Upon download from GSC, data are processed to identify URLs that point to citable content. Citable content is defined within RAMP as any URL which points to any type of non-HTML content file (PDF, CSV, etc.). As part of the daily download of statistics from Google Search Console (GSC), URLs are analyzed to determine whether they point to HTML pages or actual content files. URLs that point to content files are flagged as "citable content." In addition to the fields downloaded from GSC described above, following this brief analysis one more field, citableContent, is added to the data which records whether each URL in the GSC data points to citable content. Possible values for the citableContent field are "Yes" and "No."

Processed data are then saved in a series of Elasticsearch indices. From January 1, 2017, through August 18, 2018, RAMP stored data in one index per participating IR.

About Citable Content Downloads

Data visualizations and aggregations in RAMP dashboards present information about citable content downloads, or CCD. As a measure of use of institutional repository content, CCD represent click activity on IR content that may correspond to research use.

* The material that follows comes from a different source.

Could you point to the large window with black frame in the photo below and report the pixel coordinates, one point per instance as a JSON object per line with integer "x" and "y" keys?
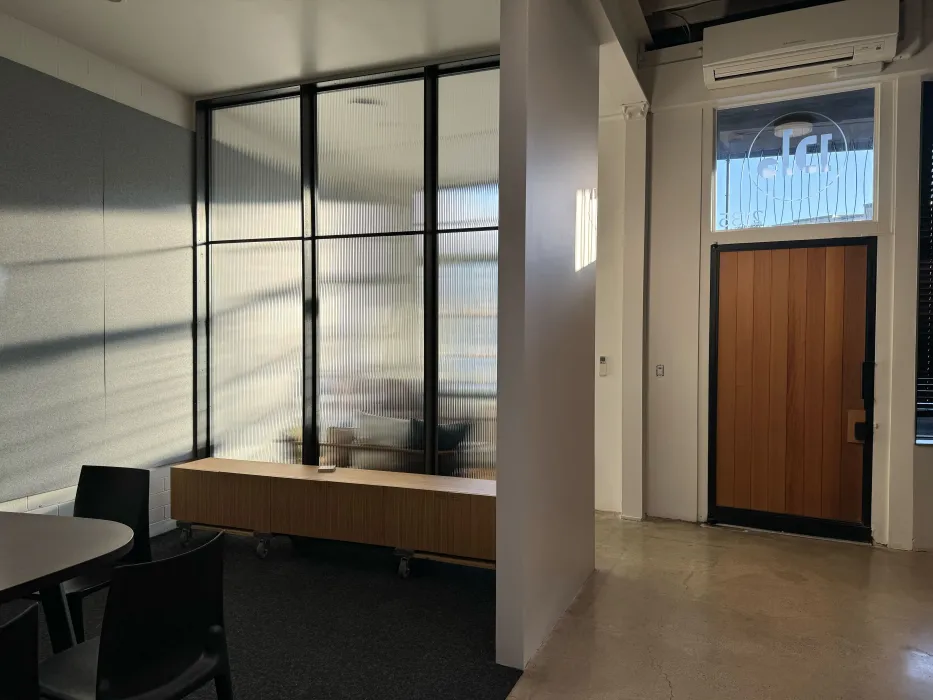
{"x": 350, "y": 268}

CCD information is summary data calculated on the fly within the RAMP web application. As noted above, data provided by GSC include whether and how many times a URL was clicked by users. Within RAMP, a "click" is counted as a potential download, so a CCD is calculated as the sum of clicks on pages/URLs that are determined to point to citable content (as defined above).

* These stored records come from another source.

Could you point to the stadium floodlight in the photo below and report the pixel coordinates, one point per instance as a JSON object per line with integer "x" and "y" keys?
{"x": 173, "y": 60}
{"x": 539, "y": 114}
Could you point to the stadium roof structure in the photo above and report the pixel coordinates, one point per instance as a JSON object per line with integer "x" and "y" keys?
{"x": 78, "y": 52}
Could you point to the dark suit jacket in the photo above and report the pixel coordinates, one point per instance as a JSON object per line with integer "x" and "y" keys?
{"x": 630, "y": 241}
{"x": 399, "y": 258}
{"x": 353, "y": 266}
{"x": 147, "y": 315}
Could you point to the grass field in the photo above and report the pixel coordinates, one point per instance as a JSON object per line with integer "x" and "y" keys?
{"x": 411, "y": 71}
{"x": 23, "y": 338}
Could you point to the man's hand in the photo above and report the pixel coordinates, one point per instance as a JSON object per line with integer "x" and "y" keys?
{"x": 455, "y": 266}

For any specified date range, the steps to calculate CCD are:

Filter data to only include rows where "citableContent" is set to "Yes." Sum the value of the "clicks" field on these rows.

Output to CSV

Published RAMP data are exported from the production Elasticsearch instance and converted to CSV format. The CSV data consist of one "row" for each page or URL from a specific IR which appeared in search result pages (SERP) within Google properties as described above.

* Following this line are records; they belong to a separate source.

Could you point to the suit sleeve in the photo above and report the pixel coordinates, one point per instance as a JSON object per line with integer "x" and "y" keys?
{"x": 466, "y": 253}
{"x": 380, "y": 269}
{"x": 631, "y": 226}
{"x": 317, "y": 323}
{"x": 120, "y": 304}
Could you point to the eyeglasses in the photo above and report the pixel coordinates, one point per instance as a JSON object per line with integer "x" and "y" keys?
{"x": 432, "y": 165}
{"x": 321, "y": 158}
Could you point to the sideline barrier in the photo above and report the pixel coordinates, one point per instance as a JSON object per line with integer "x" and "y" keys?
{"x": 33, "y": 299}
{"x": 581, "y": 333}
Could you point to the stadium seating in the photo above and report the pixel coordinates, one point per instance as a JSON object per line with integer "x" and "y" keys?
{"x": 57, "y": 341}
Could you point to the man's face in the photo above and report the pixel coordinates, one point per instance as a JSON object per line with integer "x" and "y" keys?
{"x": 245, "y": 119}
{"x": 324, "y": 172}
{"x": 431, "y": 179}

The data in these CSV files include the following fields:

url: This is returned as a 'page' by the GSC API, and is the URL of the page which was included in an SERP for a Google property. impressions: The number of times the URL appears within the SERP. clicks: The number of clicks on a URL which took users to a page outside of the SERP. clickThrough: Calculated as the number of clicks divided by the number of impressions. position: The position of the URL within the SERP. country: The country from which the corresponding search originated. device: The device used for the search. date: The date of the search. citableContent: Whether or not the URL points to a content file (ending with pdf, csv, etc.) rather than HTML wrapper pages. Possible values are Yes or No. index: The Elasticsearch index corresponding to page click data for a single IR. repository_id: This is a human readable alias for the index and identifies the participating repository corresponding to each row. As RAMP has undergone platform and version migrations over time, index names as defined for the index field have not remained consistent. That is, a single participating repository may have multiple corresponding Elasticsearch index names over time. The repository_id is a canonical identifier that has been added to the data to provide an identifier that can be used to reference a single participating repository across all datasets. Filtering and aggregation for individual repositories or groups of repositories should be done using this field.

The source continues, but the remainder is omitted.